If you need to provide additional information about what the event that occured, that can be made available to the userspace process when it calls read on the readable file descriptor.
Function isn't just object you can copy. What about cross-references / symbols and so on? Of course you can take something like standard linux "binutils" package and torture your binaries but is it what you want?
By the way if you simply are trying to replace memcpy() implementation, look around LD_PRELOAD mechanics.
I can think of a way to accomplish what you want, but I won't tell you because it's a horrific abuse of the language.

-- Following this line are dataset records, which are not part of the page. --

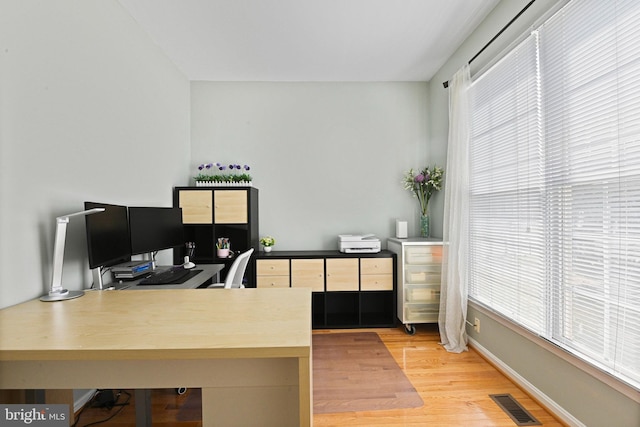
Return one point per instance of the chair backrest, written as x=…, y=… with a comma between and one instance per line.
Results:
x=237, y=269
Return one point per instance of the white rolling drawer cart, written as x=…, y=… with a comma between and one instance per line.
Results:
x=419, y=270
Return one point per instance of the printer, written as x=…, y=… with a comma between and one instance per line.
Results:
x=358, y=243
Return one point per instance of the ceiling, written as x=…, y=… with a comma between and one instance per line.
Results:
x=309, y=40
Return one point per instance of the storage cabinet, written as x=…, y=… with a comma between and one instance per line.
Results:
x=308, y=273
x=419, y=267
x=348, y=290
x=210, y=213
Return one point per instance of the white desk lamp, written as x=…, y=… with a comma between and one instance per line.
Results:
x=57, y=292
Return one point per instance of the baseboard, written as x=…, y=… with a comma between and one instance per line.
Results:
x=82, y=400
x=544, y=400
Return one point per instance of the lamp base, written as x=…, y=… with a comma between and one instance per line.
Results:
x=61, y=295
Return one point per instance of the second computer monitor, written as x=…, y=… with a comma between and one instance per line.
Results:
x=154, y=228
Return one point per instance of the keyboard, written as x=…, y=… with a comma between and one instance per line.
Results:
x=170, y=277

A cleaner method than disabling optimizations and relying on the compiler to maintain order of functions is to arrange for that function (or a group of functions that need copying) to be in its own section. This is compiler and linker dependant, and you'll also need to use relative addressing if you call between the functions that are copied. For those asking why you would do this, its a common requirement in embedded systems that need to update the running code.
My suggestion is: don't.
Injecting code into kernel space is such an enormous security hole that most modern OSes forbid self-modifying code altogether.
As near as I can tell, the original poster wants to do something that is implementation-specific, and so not portable; this is going off what the C++ standard says on the subject of casting pointers-to-functions, rather than the C standard, but that should be good enough here.
In some environments, with some compilers, it might be possible to do what the poster seems to want to do (that is, copy a block of memory that is pointed to by the pointer-to-function to some other location, perhaps allocated with malloc, cast that block to a pointer-to-function, and call it directly). But it won't be portable, which may not be an issue. Finding the size required for that block of memory is itself dependent on the environment, and compiler, and may very well require some pretty arcane stuff (e.g., scanning the memory for a return opcode, or running the memory through a disassembler). Again, implementation-specific, and highly non-portable. And again, may not matter for the original poster.
The links to potential solutions all appear to make use of implementation-specific behaviour, and I'm not even sure that they do what the purport to do, but they may be suitable for the OP.
Having beaten this horse to death, I am curious to know why the OP wants to do this. It would be pretty fragile even if it works in the target environment (e.g., could break with changes to compiler options, compiler version, code refactoring, etc). I'm glad that I don't do work where this sort of magic is necessary (assuming that it is)...
I have done this on a Nintendo GBA where I've copied some low level render functions from flash (16 bit access slowish memory) to the high speed workspace ram (32 bit access, at least twice as fast). This was done by taking the address of the function immdiately after the function I wanted to copy, size = (int) (NextFuncPtr - SourceFuncPtr). This did work well but obviously cant be garunteed on all platforms (does not work on Windows for sure).
I think one solution can be as below.
For ex: if you want to know func() size in program a.c, and have indicators before and after the function.
Try writing a perl script which will compile this file into object format(cc -o) make sure that pre-processor statements are not removed. You need them later on to calculate the size from object file.
Now search for your two indicators and find out the code size in between.